Question

The normal pH range for blood plasma is 7.35-7.45. Under these conditions, would you expect the carboxyl group of lactic acid \(\left(\mathrm{p} K_{\mathrm{a}} 3.08\right)\) to exist primarily as a carboxyl group or as a carboxylic anion? Explain.

Short answer

Answer: In the normal pH range for blood plasma, the carboxyl group of lactic acid primarily exists as a carboxylic anion (COO-).

Step-by-step solution

Understand the Henderson-Hasselbalch equation

The Henderson-Hasselbalch equation is used to describe the relationship between the pH, pKa, and the concentration of acidic and basic forms of a molecule. It is given by: pH = pKa + log10([A-]/[HA]) Where pH is the pH of the solution, pKa is the acid dissociation constant, [A-] is the concentration of the conjugate base, and [HA] is the concentration of the acid. In our case, HA represents the carboxyl group (COOH) and A- represents the carboxylic anion (COO-).
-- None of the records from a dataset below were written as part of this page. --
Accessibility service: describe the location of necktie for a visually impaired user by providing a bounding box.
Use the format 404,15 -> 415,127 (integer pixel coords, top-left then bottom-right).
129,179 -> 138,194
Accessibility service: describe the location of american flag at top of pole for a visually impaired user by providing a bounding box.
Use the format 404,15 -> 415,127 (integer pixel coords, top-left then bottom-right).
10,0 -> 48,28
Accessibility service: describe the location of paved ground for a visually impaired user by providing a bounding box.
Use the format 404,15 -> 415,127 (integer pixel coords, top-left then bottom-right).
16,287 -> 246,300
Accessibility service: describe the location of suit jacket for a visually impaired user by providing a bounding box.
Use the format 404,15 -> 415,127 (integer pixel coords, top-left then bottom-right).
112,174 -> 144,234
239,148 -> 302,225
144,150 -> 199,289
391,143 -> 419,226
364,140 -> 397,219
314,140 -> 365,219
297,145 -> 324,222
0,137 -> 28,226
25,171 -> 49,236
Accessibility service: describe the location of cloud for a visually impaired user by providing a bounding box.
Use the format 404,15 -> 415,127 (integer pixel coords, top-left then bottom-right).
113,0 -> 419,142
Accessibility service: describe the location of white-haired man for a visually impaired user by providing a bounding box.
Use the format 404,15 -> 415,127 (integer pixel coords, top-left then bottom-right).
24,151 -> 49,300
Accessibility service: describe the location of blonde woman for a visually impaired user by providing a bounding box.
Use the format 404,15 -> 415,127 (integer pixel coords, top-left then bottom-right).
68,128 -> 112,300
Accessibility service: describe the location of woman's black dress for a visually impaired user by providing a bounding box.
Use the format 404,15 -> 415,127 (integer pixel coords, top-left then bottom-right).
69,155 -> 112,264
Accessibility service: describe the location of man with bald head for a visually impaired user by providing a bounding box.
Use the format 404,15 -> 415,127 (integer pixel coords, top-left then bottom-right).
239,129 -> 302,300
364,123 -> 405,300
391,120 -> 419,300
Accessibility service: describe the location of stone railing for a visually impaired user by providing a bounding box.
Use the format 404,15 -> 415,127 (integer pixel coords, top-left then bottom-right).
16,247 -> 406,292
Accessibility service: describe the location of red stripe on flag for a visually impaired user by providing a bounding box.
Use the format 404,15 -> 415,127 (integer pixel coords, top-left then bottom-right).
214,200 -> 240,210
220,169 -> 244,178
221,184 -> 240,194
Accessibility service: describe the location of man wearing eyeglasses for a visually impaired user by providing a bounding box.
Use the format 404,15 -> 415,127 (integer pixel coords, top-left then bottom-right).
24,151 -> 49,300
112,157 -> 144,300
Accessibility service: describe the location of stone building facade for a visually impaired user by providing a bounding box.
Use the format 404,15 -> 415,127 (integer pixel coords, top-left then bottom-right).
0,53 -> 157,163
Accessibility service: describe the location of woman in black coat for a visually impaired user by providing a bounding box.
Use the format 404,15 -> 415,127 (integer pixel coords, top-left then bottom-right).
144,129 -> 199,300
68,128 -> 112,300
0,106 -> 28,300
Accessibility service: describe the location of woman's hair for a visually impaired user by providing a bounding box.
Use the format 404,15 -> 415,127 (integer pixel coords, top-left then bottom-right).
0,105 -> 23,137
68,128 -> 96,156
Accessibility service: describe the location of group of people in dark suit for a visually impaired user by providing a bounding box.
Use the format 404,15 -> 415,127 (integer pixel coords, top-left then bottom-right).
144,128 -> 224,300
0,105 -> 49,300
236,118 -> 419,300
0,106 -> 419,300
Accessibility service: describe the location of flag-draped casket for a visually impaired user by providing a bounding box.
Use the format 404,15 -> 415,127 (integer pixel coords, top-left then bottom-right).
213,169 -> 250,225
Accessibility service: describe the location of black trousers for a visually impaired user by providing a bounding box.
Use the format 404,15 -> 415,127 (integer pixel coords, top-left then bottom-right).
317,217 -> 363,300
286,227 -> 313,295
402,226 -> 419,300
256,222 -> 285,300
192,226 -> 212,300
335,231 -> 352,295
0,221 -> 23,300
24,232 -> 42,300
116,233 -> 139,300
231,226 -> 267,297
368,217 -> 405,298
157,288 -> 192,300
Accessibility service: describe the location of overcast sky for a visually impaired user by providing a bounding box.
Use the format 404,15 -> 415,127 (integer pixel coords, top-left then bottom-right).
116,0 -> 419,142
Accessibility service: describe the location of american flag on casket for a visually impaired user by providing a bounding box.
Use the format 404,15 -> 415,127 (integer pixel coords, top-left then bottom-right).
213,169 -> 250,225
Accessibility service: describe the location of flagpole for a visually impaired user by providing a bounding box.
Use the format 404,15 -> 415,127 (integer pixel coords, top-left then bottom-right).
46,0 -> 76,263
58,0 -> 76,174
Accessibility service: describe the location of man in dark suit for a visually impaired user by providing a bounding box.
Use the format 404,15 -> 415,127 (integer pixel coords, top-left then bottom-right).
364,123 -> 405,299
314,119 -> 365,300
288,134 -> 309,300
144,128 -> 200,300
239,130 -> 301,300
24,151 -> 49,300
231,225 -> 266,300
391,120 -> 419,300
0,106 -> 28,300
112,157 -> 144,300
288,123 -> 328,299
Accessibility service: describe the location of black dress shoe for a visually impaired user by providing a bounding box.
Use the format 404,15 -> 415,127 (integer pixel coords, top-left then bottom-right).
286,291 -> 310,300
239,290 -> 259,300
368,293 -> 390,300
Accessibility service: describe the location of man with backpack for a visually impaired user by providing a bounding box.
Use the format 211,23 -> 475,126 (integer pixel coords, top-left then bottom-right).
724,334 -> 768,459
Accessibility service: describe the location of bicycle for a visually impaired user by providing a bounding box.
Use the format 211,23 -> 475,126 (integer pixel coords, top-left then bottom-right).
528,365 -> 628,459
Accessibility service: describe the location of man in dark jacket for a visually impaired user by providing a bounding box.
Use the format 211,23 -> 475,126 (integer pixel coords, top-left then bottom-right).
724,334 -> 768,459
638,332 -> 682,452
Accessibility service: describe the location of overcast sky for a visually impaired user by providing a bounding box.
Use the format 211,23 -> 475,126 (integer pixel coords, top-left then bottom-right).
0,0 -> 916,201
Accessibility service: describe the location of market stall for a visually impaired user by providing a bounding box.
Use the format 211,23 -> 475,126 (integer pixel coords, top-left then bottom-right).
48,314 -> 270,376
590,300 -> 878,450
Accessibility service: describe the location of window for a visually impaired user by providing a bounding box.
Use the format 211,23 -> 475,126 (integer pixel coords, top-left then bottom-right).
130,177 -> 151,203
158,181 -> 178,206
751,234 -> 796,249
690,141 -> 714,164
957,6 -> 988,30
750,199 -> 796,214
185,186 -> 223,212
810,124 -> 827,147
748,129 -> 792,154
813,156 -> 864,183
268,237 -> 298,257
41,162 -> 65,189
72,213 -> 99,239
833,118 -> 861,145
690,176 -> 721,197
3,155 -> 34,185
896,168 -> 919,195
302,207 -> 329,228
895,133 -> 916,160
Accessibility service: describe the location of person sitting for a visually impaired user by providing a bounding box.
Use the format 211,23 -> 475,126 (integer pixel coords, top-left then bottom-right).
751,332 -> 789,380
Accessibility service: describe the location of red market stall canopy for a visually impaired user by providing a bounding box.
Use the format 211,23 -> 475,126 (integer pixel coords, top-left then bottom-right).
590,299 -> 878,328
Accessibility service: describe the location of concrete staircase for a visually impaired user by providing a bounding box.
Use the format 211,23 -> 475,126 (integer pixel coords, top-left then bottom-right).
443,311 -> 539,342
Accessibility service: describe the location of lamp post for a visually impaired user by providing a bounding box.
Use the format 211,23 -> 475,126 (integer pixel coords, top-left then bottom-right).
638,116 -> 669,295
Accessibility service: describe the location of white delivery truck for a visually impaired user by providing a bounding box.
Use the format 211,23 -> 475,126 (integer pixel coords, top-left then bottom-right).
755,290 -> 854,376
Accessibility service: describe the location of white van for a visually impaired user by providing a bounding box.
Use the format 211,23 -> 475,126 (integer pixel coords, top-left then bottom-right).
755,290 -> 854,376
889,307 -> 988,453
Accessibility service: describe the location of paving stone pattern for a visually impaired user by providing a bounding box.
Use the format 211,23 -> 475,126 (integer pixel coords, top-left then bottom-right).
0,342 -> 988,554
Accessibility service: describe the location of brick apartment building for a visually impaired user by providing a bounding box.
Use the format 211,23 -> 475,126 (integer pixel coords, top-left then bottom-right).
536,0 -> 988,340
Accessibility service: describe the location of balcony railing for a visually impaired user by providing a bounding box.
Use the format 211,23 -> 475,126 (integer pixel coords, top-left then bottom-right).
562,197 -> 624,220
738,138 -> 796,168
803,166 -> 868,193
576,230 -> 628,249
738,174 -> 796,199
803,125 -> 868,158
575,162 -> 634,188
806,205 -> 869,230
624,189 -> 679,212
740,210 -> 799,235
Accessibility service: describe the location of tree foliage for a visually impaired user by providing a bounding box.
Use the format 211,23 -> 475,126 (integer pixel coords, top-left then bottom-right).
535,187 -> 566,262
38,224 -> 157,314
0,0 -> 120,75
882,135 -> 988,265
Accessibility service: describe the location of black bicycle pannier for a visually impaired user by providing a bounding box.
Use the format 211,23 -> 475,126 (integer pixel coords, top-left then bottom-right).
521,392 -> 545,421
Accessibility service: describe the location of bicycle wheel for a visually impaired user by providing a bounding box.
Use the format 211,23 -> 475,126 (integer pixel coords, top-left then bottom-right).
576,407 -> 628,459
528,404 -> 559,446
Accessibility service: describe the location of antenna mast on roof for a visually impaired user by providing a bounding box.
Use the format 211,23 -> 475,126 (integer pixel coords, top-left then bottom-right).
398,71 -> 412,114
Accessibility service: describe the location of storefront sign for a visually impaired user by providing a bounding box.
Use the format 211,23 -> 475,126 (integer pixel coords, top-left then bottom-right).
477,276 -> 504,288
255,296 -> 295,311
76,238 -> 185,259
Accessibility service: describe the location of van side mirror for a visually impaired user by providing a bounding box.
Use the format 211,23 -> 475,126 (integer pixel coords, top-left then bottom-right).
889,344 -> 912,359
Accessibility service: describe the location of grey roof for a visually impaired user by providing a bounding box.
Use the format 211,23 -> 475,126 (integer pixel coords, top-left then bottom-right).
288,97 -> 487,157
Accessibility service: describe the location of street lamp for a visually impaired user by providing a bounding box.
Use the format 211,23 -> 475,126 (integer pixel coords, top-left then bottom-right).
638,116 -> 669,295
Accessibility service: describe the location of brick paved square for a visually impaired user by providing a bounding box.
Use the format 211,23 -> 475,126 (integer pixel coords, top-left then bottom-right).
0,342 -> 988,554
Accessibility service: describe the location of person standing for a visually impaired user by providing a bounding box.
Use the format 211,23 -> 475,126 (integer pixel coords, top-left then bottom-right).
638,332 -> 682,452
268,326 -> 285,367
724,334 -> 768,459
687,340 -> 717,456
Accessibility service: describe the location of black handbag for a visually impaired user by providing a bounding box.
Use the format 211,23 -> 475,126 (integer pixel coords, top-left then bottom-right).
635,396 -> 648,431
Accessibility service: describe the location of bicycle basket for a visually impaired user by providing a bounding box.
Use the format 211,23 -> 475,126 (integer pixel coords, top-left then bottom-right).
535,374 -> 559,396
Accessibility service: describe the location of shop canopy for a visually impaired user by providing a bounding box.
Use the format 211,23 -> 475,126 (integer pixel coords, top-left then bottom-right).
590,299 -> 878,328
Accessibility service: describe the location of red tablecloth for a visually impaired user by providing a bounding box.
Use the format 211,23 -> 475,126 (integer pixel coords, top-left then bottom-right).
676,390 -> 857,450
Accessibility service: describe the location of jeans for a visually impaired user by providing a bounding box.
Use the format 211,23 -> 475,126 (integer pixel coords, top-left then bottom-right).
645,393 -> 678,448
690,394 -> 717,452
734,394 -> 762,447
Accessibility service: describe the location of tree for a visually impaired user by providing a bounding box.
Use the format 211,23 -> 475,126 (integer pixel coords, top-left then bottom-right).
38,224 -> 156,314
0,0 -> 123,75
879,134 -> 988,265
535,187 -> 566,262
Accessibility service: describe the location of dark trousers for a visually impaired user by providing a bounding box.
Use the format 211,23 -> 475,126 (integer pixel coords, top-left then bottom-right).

Calculate the pH - pKa value

We need to determine the difference between the pH value and pKa value to understand the dominating form of the carboxyl group. To simplify the calculation, we will consider the average pH value of the blood plasma, which is (7.35+7.45)/2 = 7.4. The difference is: Difference = pH - pKa = 7.4 - 3.08 = 4.32

Evaluate the pH - pKa difference

The pH - pKa difference is 4.32, which is greater than 0. According to the Henderson-Hasselbalch equation, if pH > pKa, then log10([A-]/[HA]) > 0, which means the concentration of the carboxylic anion ([A-], or COO-) is higher than the concentration of the carboxyl group ([HA], or COOH). When blood plasma has a pH of 7.4, the carboxyl group of lactic acid will primarily exist as the carboxylic anion (COO-) rather than the undissociated carboxyl group (COOH).